Unsere Firma Toukana Interactive haben wir ja erst im Frühjahr 2020 gegründet und bevor wir uns für ein Projekt entschieden, hatten wir eine „Prototyping“-Phase. In dieser Phase, die ein paar Wochen dauerte, haben wir um die acht verschiedene Spieleprototypen entwickelt. Für jeden nahmen wir uns ein paar Tage Zeit und anschließend evaluierten wir, wie umsetzbar unsere Ansätze als längeres Projekt in einem vierköpfigen Team wären. Drei Prototypen schafften es dann in die engere Auswahl, darunter spielte man einen kleinen Fisch der durch einen fantastischen aber auch gefährlichen Ozean schwimmt. In einem anderen Prototypen steuerte man ein Wüstenschiff über Dünen und entdeckte interessante Orte. Der dritte Prototyp war Dorfromantik, für welchen wir uns letztendlich entschieden. Die anderen Prototypen haben wir uns sozusagen beiseitegelegt und werden vielleicht nach Dorfromantik an ihnen weiterarbeiten oder aber wir haben auch eine ganz neue interessante Idee. Auf jeden Fall gibt es noch keine konkreten Pläne für ein Projekt nach Dorfromantik.

Welchen wichtigsten Rat könnt Ihr anderen Nachwuchsentwicklern mit an die Hand geben?

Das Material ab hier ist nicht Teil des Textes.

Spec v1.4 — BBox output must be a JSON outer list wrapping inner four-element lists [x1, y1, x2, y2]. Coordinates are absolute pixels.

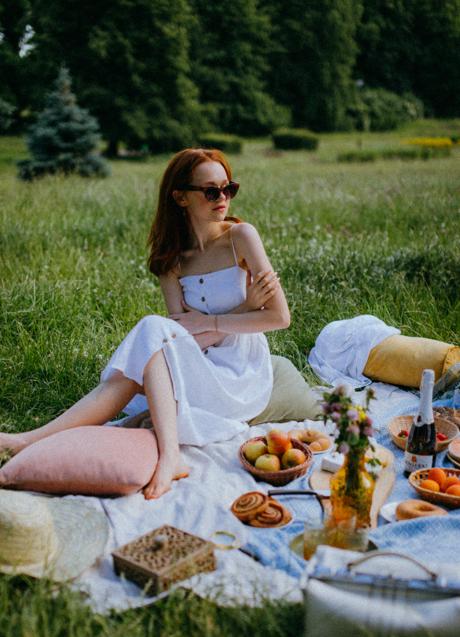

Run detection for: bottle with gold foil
[[404, 369, 436, 477]]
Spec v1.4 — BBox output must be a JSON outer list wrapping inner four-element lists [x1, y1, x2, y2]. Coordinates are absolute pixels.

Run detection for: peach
[[419, 479, 440, 492], [281, 448, 307, 468], [446, 484, 460, 497], [309, 441, 322, 453], [442, 476, 460, 492], [427, 467, 447, 491], [266, 429, 292, 455], [255, 454, 281, 472], [244, 440, 268, 464]]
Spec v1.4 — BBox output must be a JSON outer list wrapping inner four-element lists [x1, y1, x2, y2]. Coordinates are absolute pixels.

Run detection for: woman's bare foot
[[143, 454, 189, 500], [0, 432, 28, 456]]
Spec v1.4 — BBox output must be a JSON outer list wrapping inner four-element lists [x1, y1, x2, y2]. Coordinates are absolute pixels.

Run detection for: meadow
[[0, 122, 459, 635]]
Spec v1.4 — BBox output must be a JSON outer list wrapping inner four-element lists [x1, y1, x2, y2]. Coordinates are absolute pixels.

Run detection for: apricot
[[419, 479, 440, 492], [442, 476, 460, 492], [288, 429, 303, 441], [445, 484, 460, 497], [309, 441, 322, 453], [266, 429, 292, 455], [427, 467, 447, 490]]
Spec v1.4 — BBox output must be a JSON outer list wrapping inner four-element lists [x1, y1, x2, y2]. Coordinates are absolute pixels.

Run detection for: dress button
[[199, 278, 204, 284], [204, 349, 209, 355], [201, 296, 206, 302], [171, 333, 176, 339]]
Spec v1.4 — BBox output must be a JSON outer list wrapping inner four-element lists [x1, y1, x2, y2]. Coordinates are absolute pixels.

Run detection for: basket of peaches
[[239, 428, 330, 486]]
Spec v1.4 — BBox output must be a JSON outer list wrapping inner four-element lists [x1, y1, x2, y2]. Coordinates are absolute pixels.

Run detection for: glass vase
[[329, 451, 375, 528]]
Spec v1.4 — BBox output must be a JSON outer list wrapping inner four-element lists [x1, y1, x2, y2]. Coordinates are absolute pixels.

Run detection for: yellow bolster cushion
[[363, 335, 460, 388]]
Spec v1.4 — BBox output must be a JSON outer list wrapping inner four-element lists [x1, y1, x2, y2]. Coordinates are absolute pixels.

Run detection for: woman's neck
[[189, 220, 230, 252]]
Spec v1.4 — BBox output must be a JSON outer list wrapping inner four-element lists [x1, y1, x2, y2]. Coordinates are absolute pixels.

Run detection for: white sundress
[[101, 245, 273, 446]]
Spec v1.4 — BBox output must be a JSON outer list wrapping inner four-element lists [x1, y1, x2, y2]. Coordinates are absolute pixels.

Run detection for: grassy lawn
[[0, 121, 459, 635]]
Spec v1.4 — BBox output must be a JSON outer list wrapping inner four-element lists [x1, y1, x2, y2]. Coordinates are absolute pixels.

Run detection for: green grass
[[1, 120, 460, 634]]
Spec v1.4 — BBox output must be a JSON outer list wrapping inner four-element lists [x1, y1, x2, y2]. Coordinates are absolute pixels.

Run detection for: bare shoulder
[[231, 222, 263, 246], [231, 222, 268, 266]]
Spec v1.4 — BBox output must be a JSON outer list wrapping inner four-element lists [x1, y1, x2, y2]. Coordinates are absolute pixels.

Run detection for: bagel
[[395, 499, 447, 521]]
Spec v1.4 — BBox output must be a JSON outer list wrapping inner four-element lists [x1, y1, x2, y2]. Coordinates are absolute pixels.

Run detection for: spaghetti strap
[[229, 225, 238, 266]]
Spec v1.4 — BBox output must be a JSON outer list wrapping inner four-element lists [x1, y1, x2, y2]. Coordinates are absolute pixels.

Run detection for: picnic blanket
[[66, 382, 459, 614]]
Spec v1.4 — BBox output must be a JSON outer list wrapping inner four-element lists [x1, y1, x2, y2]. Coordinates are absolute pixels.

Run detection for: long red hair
[[147, 148, 240, 276]]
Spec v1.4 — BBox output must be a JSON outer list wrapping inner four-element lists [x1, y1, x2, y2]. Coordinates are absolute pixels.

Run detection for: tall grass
[[0, 124, 459, 633]]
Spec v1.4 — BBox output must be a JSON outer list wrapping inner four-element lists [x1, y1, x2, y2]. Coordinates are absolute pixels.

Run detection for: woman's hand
[[245, 270, 280, 311], [169, 301, 212, 335]]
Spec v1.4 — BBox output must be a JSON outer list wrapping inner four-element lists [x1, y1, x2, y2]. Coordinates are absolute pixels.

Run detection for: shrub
[[404, 137, 453, 149], [351, 89, 424, 132], [272, 128, 319, 150], [337, 150, 377, 163], [419, 146, 451, 159], [337, 145, 451, 163], [379, 148, 421, 160], [198, 133, 243, 154]]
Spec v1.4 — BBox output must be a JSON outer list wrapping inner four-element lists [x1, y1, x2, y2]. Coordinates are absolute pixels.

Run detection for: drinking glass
[[303, 512, 368, 560]]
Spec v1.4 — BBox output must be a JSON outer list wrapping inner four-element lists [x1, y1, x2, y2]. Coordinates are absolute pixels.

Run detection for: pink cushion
[[0, 426, 158, 497]]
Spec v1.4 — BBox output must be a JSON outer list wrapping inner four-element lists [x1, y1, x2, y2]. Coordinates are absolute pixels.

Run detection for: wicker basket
[[388, 415, 458, 452], [434, 407, 460, 430], [409, 468, 460, 508], [112, 525, 216, 594], [239, 436, 313, 486]]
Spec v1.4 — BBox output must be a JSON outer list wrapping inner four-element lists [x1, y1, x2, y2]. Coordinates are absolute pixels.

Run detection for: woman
[[0, 149, 290, 499]]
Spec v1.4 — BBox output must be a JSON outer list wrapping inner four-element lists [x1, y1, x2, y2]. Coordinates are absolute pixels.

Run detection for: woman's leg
[[0, 372, 141, 454], [142, 349, 189, 500]]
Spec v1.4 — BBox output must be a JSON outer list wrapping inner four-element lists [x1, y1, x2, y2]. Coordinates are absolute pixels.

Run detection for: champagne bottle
[[404, 369, 437, 477]]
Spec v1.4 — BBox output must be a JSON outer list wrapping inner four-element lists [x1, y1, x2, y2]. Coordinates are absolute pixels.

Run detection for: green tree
[[267, 0, 363, 131], [0, 0, 37, 127], [18, 67, 109, 179], [356, 0, 460, 117], [29, 0, 205, 154], [189, 0, 289, 135]]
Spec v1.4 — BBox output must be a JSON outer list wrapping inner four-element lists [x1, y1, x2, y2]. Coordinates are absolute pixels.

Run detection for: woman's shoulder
[[231, 221, 260, 242], [231, 222, 263, 250]]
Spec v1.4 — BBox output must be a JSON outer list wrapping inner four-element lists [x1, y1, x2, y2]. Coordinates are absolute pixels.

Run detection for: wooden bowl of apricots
[[239, 429, 314, 486], [409, 467, 460, 508]]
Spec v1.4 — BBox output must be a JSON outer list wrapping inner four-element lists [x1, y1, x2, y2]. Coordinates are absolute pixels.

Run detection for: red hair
[[147, 148, 240, 276]]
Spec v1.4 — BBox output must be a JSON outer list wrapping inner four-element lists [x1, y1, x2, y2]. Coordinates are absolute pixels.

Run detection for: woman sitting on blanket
[[0, 149, 290, 500]]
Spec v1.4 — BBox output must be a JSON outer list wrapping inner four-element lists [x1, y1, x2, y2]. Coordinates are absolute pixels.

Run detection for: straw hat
[[0, 489, 109, 581]]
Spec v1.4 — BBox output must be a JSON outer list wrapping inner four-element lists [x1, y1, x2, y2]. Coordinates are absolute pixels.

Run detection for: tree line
[[1, 0, 459, 154]]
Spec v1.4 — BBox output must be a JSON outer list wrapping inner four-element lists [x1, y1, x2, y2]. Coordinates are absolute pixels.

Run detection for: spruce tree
[[18, 67, 109, 180]]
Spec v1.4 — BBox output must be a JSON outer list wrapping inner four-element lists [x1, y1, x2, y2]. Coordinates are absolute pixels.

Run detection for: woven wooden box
[[112, 525, 216, 594]]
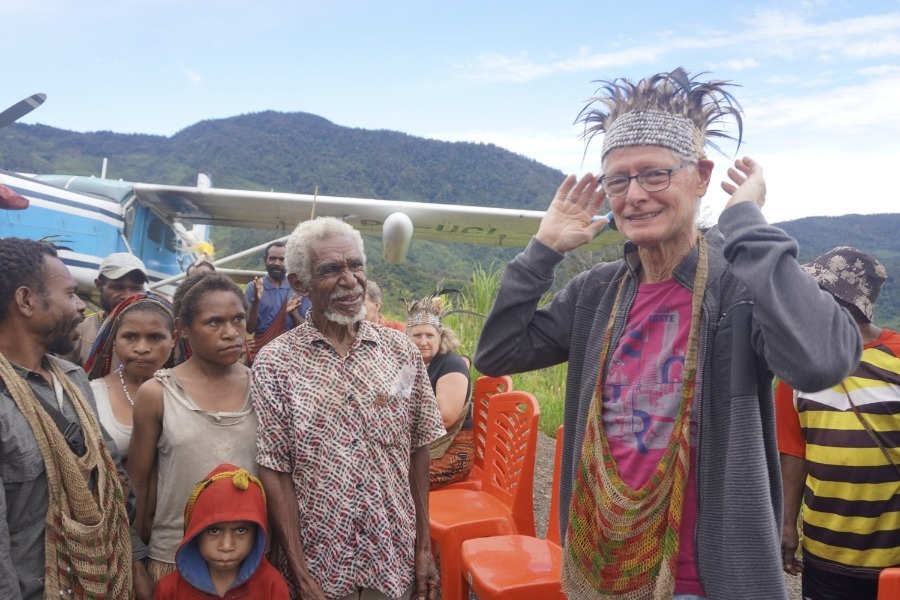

Wir raten, dass man sich auf jeden Fall früh in der Entwicklung, am besten noch während der Entwicklung des Prototypen, Feedback einholt, um früh einzuschätzen, wie Spielende oder andere Entwickler ein Spiel aufnehmen. Dies hilft dabei, iterativ das Spiel zu verbessern und Probleme des Spielsystems, der Mechaniken oder der Motivation früh zu identifizieren. Es gehört natürlich zur Spielentwicklung dazu, dass man hier und da eine Idee, nachdem man sie ausprobiert, wieder ad acta legt oder noch einmal umarbeiten muss. Ein frühes Feedback kann manchmal davor schützen, schon viel Zeit und Aufwand zu investieren bevor man etwas wieder verwirft. Sicher hilft es auch klare, grundlegende Designrichtlinien für ein Projekt festzulegen, auf die man sich in Diskussionen immer zurückbesinnen kann. So kann man viel besser zusammen Ideen und Einwürfe nüchtern betrachten und auswerten und zusammen eine klare Vision verfolgen. Ein weiterer wichtiger Punkt ist es, das Marketing nicht unterschätzen oder gar zu vernachlässigen, sonst ist es rein dem Glück oder dem Zufall überlassen, ob ein Projekt erfolgreich wird. Wenn man von Anfang an eine frühe Vermarktung des Spiels denkt und zum Beispiel darauf achtet, dass Screenshots immer schick aussehen oder Spielende/Testende schon Inhalte zeigen können, dann hilft das sicherlich. Das Ziel ist es, dass so viele, wie eben möglich, zum Release von dem Spiel erfahren und es auf dem Schirm haben. Zu guter Letzt raten wir, sich mit den vielen Förderungsprogrammen zu beschäftigen, die es in Deutschland in verschiedenen Bundesländern gibt. Wenn man sich für eine Medienförderung bewirbt und diese gewährt bekommt, dann kann man sich mit dem Fördergeld über Wasser halten und die Projektzeit finanzieren. Dadurch ist es möglich, sich zu einhundert Prozent auf das Projekt zu konzentrieren und sicherstellen, dass es so gut wie eben möglich wird. Wenn man zum Beispiel das Spiel nebenbei entwickelt und zusätzlich auch noch einen Job hat, um sich zu finanzieren, dann kann das sehr ablenken und alles verkomplizieren und ineffizient machen.